JAMES DICKSON PHILLIPS, Circuit Judge, concurring and dissenting:
On this appeal Chaplain raised several issues: whether the scope of the conduct charged to him in his summary convictions could properly be considered to extend past that specifically identified by the district judge at the time of the convictions; whether, properly considered as to scope, the conduct сharged could properly have been adjudged to constitute direct contempt; and whether in any event the district judge who adjudged him in direct contempt was disqualified at the time to do so. The majority holds against Chaplain on each of these issues. I fully concur with the holdings and with the court‘s opinion on all but the last issue. On that, I respectfully disagree, believing that, regrettably, the district judge had become so openly embroiled in personal controversy with Chaplain that his impartiality to adjudge guilt was reasonably open to question аnd that in consequence he was disqualified to convict summarily.
I
As the majority rightly points out, the judicial power summarily to convict and punish for contempt of court is an inherent power based upon a fundamental necessity in the administration of justice. Maj. op. 1275. Equally fundamental, however, and undoubtedly of even more eminent heritage is the right of any person accused of crime1 to have guilt adjudicated by an impartial tribunal. See Tumey v. Ohio, 273 U.S. 510 (1927). Of necessity, in summary contempt convictions, inherent judicial power may clash with individual right. So they do here where the impartiality of a sorely-pressed trial judge to adjudge guilt summarily was duly challenged below and here on appeal. The issue being thus squarely raised, we must try to strike the proper balance in this admittedly hard case.2
II
By its very nature the summary contempt power contemplates that it shall be exercised by the judge in whose presence the contumacious conduct occurs. Accordingly, the rule governing criminal contempt proceedings literally provides for disqualification of the judge only in cases of indirect contempt where “the contempt chаrged involves disrespect to or criticism of [the] judge,” and where a plenary proceeding may be provided.
“Embroilment” is of course simply a shorthand characterization of a complex human situation incapable of accurate general definition for all possible circumstances. Just as contumacious conduct is infinite in its possible variety, so must be the variety of conduct properly thought to constitute disqualifying embroilment of judge with contemnor. As the majority has rightly written, conduct may be contumacious without being violent, vituperative, or physically obstructive. By like token, disqualifying embroilment must be thought to include conduct not comparably dramatic. Referred to the undergirding prinсiple of impartiality in adjudicating criminal guilt that it implements, I would consider the
The logical consequence of this is plain, and should be flatly recognized: a judge may in effect lose the power of summary contempt by becoming so embroiled. See United States v. Meyer, 462 F.2d 827, 841 (D.C.Cir.1972). Assessing whether he has so far crossed the line that he cannot properly invoke the power lies of course with the trial judge himself in the first instance; but enforcement of the principle ultimately devolves upon the appellate courts. In this, they face the difficult task of assessing the matter on the bаsis of a cold written record. Undoubtedly this may sometimes lead to disservice to a conscientious trial judge, the more so because the record must be read with a view to appearances, and not to the ascertainment of actual bias. For it has been recognized that “‘[s]uch a stringent rule may sometimes bar trial by judges who have no actual bias and who would do their very best to weigh the scales of justice equally between contending parties,’ but due process of law requires no less.” Taylor v. Hayes, 418 U.S. at 501 (quoting In re Murchison, 349 U.S. 133, 136 (1955)).3 Notwithstanding the difficulty, the obligation оf review requires the assessment.

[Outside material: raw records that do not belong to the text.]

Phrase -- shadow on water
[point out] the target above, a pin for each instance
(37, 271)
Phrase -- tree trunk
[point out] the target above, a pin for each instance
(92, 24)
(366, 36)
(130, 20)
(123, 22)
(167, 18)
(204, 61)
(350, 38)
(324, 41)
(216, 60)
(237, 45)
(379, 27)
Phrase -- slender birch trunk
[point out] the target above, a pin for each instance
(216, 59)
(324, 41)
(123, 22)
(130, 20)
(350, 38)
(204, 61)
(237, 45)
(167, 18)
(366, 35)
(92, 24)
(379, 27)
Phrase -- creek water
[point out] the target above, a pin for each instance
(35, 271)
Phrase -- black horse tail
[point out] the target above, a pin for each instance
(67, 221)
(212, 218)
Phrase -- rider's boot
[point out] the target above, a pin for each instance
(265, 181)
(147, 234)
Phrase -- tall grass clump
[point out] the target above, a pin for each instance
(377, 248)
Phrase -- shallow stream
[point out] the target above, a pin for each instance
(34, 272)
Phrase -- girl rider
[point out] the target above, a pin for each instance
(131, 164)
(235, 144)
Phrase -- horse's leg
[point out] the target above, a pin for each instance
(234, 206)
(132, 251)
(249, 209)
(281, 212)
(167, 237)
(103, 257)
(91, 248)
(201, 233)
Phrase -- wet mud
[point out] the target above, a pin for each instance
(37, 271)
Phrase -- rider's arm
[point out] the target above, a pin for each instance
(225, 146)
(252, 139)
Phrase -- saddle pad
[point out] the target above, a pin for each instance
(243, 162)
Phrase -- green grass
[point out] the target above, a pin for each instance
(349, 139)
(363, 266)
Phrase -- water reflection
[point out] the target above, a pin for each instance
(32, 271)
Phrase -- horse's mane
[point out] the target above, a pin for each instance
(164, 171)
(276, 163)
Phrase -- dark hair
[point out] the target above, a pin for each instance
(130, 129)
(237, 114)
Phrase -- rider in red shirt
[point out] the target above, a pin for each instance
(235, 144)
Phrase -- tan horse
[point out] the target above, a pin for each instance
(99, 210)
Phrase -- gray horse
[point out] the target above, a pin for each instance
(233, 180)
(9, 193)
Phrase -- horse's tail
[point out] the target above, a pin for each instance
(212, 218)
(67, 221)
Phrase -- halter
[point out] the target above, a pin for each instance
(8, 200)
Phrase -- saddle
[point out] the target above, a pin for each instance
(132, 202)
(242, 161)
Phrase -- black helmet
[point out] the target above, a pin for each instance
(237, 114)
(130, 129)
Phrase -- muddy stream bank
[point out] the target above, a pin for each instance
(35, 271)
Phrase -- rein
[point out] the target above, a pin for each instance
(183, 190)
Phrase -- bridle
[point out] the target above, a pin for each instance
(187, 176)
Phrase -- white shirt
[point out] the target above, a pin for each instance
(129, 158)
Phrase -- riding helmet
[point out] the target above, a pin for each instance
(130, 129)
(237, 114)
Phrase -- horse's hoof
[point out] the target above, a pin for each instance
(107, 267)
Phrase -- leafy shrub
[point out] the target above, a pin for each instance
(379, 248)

Fair monitoring of the principle also requires that the appellate court identify the conduct upon which it reaches its conclusion that particular conduct does or does not constitute disqualifying embroilment. Only so may standards emerge. This too poses a danger of disservice as particular words or conduct may be inadvertently lifted from true context. But again, the obligation of fair review requires this, particularly if disqualification is found. My review of the record leads me to concludе that the district judge should have disqualified himself here.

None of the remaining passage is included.